Journal of Probability and Statistics
Volume 2009 (2009), Article ID 563281, 13 pages
doi:10.1155/2009/563281
Research Article

Recovering Decay Rates from Noisy Measurements with Maximum Entropy in the Mean

Facultad de Ciencias, Instituto de Estudios Superiores de Administración IESA, Universidad Central de Venezuela, Caracas 1010, DF, Venezuela

Received 5 December 2008; Revised 26 February 2009; Accepted 30 March 2009

Academic Editor: Nikolaos Limnios

Copyright © 2009 Henryk Gzyl and Enrique Ter Horst.
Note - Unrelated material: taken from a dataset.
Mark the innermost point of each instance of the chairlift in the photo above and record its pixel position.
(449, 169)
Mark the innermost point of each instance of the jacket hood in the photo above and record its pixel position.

This is an open access article distributed under the Creative Commons Attribution License, which permits unrestricted use, distribution, and reproduction in any medium, provided the original work is properly cited.

Abstract

We present a new method, based on the method of maximum entropy in the mean, which builds upon the standard method of maximum entropy, to improve the parametric estimation of a decay rate when the measurements are corrupted by large level of noise and, more importantly, when the number of measurements is small. The method is developed in the context on a concrete example: that of estimation of the parameter in an exponential distribution. We show how to obtain an estimator with the noise filtered out, and using simulated data, we compare the performance of our method with the Bayesian and maximum likelihood approaches.